On arrival at WOW I had an idea, but needed support to put it into action. By the end of the three-day workshop I had a github repository, a guide for contributors, a roadmap, an explanation of the project and even a lean canvas business plan. More importantly, I had the confidence and the support network to make the STEMM Role Models app a reality. As a member of the Open Leader’s Cohort I had fortnightly meetings with my mentors, Abby Cabanouc and Aurelia Moser. They supported the development of my first website, helped me promote my project to the Mozilla Science Lab network, and held my hand as I learned how to manage contributors from around the world who all had different skill sets and levels of expertise. I developed communication and leadership skills that I didn’t know I was missing, and I am so proud of the ongoing work of our development team.

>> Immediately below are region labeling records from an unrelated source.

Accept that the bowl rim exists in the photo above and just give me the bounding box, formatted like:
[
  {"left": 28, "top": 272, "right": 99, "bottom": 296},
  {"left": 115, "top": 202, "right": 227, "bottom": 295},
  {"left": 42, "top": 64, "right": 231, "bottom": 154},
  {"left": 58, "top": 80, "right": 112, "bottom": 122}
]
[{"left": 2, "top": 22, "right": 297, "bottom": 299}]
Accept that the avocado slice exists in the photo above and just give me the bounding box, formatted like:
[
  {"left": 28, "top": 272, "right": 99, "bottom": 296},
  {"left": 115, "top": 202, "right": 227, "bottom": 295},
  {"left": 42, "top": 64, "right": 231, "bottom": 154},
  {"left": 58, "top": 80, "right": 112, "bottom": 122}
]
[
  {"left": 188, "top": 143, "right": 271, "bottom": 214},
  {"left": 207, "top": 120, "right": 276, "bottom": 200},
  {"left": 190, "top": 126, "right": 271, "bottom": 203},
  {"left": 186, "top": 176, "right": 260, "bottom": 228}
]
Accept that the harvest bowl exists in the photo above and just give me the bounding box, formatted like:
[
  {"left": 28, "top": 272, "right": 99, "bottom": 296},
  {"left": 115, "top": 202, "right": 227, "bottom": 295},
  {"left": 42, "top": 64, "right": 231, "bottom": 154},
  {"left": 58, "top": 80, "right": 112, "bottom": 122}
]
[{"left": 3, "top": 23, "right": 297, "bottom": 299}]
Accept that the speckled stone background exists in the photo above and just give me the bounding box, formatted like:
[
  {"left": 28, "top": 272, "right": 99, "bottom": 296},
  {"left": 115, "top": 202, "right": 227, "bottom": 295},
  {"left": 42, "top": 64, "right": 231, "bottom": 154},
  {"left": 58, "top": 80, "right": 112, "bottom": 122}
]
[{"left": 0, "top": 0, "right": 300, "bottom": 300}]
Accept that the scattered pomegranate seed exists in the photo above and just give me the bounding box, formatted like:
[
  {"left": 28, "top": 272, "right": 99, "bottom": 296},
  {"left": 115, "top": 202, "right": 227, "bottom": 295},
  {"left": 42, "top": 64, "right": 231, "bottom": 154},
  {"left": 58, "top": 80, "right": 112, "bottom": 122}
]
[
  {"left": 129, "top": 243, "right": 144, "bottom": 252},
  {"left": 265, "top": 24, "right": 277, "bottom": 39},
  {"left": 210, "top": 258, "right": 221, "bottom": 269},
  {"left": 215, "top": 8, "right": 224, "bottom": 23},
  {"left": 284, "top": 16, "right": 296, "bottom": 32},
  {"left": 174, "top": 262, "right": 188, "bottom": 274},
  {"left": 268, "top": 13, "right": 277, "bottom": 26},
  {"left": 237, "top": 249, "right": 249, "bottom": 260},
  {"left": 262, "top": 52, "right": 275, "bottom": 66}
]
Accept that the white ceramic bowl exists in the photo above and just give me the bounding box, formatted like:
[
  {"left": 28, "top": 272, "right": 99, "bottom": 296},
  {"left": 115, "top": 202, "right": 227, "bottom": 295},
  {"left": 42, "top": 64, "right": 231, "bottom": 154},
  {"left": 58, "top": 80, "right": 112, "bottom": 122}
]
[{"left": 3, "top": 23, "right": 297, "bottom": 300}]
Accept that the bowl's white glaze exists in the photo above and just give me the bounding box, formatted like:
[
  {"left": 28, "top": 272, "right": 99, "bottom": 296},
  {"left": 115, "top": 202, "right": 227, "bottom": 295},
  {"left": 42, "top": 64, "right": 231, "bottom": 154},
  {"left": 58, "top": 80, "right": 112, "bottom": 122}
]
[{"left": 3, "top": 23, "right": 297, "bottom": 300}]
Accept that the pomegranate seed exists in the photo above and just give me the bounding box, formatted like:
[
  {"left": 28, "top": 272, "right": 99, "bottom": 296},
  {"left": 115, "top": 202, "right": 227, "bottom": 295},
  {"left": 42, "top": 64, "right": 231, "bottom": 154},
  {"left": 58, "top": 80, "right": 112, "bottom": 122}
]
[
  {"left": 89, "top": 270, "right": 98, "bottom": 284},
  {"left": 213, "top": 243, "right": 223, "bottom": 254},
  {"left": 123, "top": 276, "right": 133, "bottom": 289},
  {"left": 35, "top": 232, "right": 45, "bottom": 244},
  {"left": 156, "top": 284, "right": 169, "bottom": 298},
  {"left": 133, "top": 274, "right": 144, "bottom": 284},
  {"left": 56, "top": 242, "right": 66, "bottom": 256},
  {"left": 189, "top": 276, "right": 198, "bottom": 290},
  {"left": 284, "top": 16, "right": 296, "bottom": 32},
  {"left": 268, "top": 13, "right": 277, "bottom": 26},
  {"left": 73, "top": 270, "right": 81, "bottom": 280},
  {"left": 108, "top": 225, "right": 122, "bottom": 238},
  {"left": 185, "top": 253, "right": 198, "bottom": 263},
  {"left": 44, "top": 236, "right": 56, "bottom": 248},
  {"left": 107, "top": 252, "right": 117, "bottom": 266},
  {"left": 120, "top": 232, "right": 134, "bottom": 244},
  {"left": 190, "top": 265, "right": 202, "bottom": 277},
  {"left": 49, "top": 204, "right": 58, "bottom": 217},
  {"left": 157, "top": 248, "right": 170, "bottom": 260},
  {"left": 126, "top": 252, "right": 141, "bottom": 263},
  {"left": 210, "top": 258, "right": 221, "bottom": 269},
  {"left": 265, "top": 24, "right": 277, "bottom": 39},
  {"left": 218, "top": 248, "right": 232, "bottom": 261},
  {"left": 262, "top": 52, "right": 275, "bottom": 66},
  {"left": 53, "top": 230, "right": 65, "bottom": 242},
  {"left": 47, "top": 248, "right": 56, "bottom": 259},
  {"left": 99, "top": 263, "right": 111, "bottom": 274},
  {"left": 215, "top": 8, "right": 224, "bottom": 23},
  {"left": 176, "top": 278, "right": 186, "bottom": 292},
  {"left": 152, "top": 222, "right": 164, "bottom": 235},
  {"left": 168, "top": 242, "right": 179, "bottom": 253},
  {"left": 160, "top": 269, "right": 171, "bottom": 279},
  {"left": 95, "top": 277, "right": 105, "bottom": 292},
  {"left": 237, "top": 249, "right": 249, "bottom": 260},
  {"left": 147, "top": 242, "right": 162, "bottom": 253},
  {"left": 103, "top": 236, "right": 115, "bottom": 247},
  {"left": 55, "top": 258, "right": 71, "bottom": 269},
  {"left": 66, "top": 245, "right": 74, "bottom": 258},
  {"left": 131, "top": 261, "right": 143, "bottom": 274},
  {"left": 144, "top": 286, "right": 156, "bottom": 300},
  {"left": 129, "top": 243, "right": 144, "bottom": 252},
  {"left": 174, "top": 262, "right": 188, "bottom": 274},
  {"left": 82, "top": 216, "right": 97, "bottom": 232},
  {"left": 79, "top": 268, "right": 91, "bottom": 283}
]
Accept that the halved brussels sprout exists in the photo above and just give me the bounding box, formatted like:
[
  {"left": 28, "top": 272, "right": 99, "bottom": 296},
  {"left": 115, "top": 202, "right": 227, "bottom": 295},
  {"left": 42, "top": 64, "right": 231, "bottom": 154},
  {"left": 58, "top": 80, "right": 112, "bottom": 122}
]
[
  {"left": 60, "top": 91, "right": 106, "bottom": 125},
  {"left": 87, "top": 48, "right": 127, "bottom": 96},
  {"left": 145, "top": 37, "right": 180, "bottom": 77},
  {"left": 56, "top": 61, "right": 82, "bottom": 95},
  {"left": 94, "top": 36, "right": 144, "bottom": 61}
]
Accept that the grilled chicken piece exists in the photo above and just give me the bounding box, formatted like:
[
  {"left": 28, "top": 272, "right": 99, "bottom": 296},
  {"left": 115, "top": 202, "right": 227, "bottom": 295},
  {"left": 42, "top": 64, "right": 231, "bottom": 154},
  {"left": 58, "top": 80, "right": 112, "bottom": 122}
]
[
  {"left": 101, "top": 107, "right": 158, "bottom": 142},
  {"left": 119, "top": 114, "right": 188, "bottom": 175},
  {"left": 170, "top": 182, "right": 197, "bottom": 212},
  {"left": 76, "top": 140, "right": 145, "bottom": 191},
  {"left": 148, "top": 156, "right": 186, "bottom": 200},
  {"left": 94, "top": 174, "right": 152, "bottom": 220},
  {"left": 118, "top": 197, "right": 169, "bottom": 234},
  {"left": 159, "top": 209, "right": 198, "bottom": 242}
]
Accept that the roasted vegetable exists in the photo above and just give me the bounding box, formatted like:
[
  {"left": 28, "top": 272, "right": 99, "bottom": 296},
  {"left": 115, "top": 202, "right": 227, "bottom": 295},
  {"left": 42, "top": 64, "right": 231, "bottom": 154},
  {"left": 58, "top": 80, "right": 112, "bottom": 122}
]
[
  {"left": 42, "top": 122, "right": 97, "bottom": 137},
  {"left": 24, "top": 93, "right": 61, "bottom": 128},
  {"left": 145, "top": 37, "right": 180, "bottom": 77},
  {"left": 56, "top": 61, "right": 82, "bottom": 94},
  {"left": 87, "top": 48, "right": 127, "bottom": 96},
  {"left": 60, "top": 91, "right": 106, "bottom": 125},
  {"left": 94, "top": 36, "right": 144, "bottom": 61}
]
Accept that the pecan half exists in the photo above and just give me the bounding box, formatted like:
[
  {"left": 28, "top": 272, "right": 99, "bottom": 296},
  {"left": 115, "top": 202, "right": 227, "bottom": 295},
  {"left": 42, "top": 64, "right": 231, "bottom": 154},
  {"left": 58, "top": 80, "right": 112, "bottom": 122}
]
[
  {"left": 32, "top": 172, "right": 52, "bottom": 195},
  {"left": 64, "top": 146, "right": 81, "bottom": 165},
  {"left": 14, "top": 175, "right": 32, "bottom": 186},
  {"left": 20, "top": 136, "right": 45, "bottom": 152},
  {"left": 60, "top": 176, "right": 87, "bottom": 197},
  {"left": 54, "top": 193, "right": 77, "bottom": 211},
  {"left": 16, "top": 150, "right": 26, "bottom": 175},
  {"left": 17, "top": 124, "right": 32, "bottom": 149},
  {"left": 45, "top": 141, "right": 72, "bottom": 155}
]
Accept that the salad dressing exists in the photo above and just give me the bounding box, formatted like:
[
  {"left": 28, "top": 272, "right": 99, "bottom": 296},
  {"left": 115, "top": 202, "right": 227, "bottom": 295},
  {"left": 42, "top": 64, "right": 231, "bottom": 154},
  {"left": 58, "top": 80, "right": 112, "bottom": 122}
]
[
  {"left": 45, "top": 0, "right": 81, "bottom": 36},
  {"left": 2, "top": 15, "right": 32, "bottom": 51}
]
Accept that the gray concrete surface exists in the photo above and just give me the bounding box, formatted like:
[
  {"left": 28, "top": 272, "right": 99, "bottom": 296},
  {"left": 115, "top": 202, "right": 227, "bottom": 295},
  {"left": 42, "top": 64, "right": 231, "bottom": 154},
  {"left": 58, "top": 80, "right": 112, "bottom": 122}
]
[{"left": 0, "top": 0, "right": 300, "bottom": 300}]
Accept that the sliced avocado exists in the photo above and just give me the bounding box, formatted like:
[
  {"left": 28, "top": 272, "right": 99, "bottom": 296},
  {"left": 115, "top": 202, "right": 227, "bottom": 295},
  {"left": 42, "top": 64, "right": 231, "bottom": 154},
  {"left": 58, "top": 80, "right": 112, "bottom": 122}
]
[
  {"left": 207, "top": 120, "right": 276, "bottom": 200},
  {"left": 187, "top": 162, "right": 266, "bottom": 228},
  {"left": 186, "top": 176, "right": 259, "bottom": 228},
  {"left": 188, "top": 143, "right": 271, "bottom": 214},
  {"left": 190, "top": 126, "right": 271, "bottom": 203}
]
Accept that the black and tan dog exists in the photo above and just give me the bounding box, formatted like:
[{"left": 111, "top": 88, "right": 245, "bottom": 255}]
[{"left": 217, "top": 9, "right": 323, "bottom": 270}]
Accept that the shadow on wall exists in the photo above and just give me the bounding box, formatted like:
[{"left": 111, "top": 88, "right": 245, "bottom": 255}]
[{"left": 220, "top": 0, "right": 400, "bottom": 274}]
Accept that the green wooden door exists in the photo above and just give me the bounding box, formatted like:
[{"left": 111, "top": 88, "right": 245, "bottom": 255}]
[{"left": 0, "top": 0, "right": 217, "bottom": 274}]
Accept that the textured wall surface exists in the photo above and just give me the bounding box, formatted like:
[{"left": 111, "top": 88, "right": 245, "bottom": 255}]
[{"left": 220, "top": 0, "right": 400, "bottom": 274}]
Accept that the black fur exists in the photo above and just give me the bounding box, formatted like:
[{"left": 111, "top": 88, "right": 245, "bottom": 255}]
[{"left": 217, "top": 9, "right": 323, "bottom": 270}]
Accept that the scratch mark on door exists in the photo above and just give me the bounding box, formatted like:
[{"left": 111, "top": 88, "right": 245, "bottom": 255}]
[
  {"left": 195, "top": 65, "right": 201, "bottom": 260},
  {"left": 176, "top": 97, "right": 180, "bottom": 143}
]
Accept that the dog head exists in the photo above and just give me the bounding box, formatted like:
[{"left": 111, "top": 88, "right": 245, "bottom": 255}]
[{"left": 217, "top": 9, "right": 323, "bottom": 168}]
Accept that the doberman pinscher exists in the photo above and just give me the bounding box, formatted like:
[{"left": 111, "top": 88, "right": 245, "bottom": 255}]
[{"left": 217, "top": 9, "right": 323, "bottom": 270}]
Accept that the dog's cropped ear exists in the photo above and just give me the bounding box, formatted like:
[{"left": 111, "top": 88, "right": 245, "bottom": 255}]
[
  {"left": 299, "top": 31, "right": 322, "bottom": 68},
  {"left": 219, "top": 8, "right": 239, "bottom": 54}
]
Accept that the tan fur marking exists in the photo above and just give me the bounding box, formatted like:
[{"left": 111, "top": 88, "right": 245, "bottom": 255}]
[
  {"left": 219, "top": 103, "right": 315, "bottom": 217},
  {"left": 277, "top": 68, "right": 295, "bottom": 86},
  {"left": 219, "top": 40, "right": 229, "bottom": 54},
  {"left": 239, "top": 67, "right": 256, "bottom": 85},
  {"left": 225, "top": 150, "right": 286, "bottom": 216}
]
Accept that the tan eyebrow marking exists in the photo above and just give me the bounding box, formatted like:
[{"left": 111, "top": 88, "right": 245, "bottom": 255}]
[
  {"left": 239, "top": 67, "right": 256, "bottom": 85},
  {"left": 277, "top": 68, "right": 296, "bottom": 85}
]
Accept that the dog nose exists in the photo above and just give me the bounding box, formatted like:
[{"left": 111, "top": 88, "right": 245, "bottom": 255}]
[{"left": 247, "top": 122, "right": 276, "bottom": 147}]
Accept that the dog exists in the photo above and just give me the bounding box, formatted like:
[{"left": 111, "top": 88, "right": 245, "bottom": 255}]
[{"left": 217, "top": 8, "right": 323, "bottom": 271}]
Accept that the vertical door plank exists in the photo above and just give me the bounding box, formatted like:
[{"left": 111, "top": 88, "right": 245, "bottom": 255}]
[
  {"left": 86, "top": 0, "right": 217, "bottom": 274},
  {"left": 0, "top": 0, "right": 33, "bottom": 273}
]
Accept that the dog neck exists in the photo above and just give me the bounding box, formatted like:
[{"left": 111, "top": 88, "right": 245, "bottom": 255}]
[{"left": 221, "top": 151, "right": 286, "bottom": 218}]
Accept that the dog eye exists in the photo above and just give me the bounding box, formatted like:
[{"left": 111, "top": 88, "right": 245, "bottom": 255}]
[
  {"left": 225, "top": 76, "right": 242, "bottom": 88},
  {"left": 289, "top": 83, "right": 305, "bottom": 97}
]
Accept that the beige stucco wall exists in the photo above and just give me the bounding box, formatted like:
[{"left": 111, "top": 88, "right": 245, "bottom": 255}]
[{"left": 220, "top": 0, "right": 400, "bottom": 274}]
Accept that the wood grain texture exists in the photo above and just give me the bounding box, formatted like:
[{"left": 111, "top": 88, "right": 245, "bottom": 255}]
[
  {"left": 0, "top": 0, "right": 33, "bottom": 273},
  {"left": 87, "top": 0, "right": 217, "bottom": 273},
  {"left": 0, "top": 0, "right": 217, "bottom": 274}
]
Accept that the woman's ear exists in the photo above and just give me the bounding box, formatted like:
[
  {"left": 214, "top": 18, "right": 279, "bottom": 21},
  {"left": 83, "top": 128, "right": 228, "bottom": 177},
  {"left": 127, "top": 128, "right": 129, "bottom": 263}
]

In my “day job” I am a postdoctoral researcher in the Neuroscience in Psychiatry Network (NSPN). My recent publication used graph theoretic models to describe the mechanisms of adolescent brain development of particularly well connected regions, the “hubs”, of the connectome. We integrated magnetic resonance imaging (MRI) measures of cortical thickness and myelination with human gene expression data openly released by the Allen Institute for Brain Science and replicated all our results in two independent cohorts. We shared the data and code to reproduce our findings on GitHub but over the next year I will take responsibility for further opening up the NSPN database and analysis code with the wider scientific community. Our analyses would not have been possible without the exceptional Allen Brain Atlas dataset and I look forward to supporting the as yet unknown innovations that will come when others build on the MRI scan data we collected.

As a Mozilla science fellow I will have access to the skills, innovation, and – most importantly – the protected time to ensure I am able to share the NSPN MRI data to the very highest standards of openness, accessibility and ethical integrity. I will hone my collaborative working skills and foster their development within the diverse team of talented statisticians, clinicians, physicists, psychologists and epidemiologists. Every member is passionate about producing ground-breaking interdisciplinary research and I am confident that we will build a symbiotic exchange of analysis hypotheses, techniques and interpretations with innovations in open source software development, open access publishing and diverse and inclusive scientific communication. By working together, we are all better equipped to translate basic science to clinical applications and thus make a difference in the millions of lives affected by adolescent mental health disorders.

If I were to sum up what I’ve learned as a Mozillian over the last year it would be that leadership is a web rather than a linear hierarchy. Everyone can be both mentor and mentee, provide support and be supported, and inspire and be inspired by every other member of their community. No one is perfect and everyone’s contributions are valuable. With a little empathy, a lot of encouragement, and by celebrating our differences, together, we can change the world.